Puasa itu ternyata perlu. Semakin dijalani terasa manfaatnya. Namun puasa tidak selamanya ada masa dimana yang perlu ini akan berlalu.
Ramadhan akan berakhir, kebaikan harus terus diukir. Sebagian sedih karena akan berpisah dengan bulan dimana kemuliaan, keberkahan dan kebaikan terus mengalir. Sebagian merenung, memantau diri usai semua kebaikan di bulan Puasa Ramadhan telah berakhir.
Umar bin Abdul Aziz berkata putrinya. “Hari raya itu bukan bagi orang yang memakai pakaian baru, akan tetapi hari raya, bagi mereka yang takut terhadap hari pembalasan.”
Artinya, puasa harus membekas dalam diri, berupa pemahaman, semangat, sekaligus komitmen untuk benar-benar sadar akan sebuah kata yang menentukan, yakni, akhir.
Baca Juga: Bergegas dan Jangkah Keberkahan Akhir Ramadhan
Jika berakhirnya Ramadhan dimaknai sebatas hari raya sebagaimana adanya, maka jelas, puasa menjadi luntur setelah takbiran berlalu. Jika puasa dimaknai hanya ritual fisik, maka tentu, sudah tidak ada lagi perilaku yang harus dipandu oleh ajaran mulia itu sendiri.
Tetapi, sadarkah kita bahwa sejatinya hakikat puasa tidak pernah bertemu dengan kata akhir?
Realitas
Kita selalu butuh akan puasa. Oleh karena itu ada ruang bernama puasa sunnah di luar Ramadhan. Namun, kala digali lebih dalam inilah yang sejatinya kita butuhkan terus-menerus, terutama dalam hal kehidupan nyata.

Puasa perlu agar diri terus bergerak dan suka membantu
Kita tahu, makna puasa adalah menahan diri, mengendalikan diri, dan mengatur kehendak diri agar tetap sesuai dengan kehendak Ilahi. Dan, ini adalah hal yang dalam kehidupan nyata juga memberikan fakta bahwa langkah-langkah seperti itu seringkali tidak bsia diingkari.
Amat berbahaya jika seseorang tidak menahan diri pada saat situasi dan kondisi memaksa langkah itu yang harus diambil.

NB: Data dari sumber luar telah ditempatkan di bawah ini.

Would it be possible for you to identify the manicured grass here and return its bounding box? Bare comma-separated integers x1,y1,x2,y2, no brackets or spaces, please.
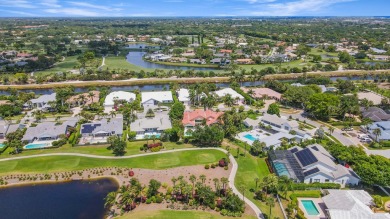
118,210,256,219
35,56,79,75
0,141,193,159
0,149,226,175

Sebagai contoh, masyarakat di Jabodebek, terutama yang dalam perjalannnya harus melintasi rel kereta api, begitu palang jalan dihorizontalkan, maka jangan coba-coba menerobos. Bisa jadi selamat, tapi itu tindakan nekad alias tidak bisa menahan diri. Dan, itu artinya puasa tidak berbekas apa-apa.
Puasa hakikatnya menahan diri dari terjerumus pada keinginan yang justru membinasakan atau mendekatkan diri pada kerugian besar. Namun, karena ilustrasi penyeberangan rel kereta api itu bersifat fisik, rata-rata manusia memahami dan karena itu bisa tertib di dalam melakukannya.
Produktivitas
Disadari atau tidak Ramadhan telah meningkatkan produktivitas manusia lahir dan batin. Dari sisi lahir, emak-emak bisa sangat cekatan masak di dapur, untuk buka dan sahur. Bapak-bapak jadi nikmat dan khusyuk dalam ibadah, penuh gairah demi meraih berkah.
Tetapi, itu semua idealnya tidak berhenti apalagi berlalu dan tiada pasca Ramadhan selesai.
Seyogyanya, produktivitas itu meningkat, minimal terpelihara dengan baik.
Baca Juga: Guru Sentral Peradaban
Tetapi, kapan itu bisa dilakukan? Hanya ketika diri sadar bahwa puasa itu perlu, bukan saja kala Ramadhan, tetapi sepanjang waktu hingga akhir hayat.
Shiyam memberikan ruang manusia harus sabar disitu berarti ada ujian. Dan, ujian itu perlu untuk merangsang kedewasaan kepribadian seseorang.
Bukankah kita memahami bahwa kelancaran tidak selamanya menjadi kunci keberhasilan jangka panjang?
Justru memberi ujian itu perlu, memberikan kesempatan diri menghadapi kesulitan itu perlu, karena dari situasi itulah akalnya bekerja, imannya bergerilya, dan hatinya meratap memohon kepada-Nya.
Kapan waktu terbaik semua itu bisa maksimal dengan fungsi utamanya, jika tidak kala sedang berpuasa?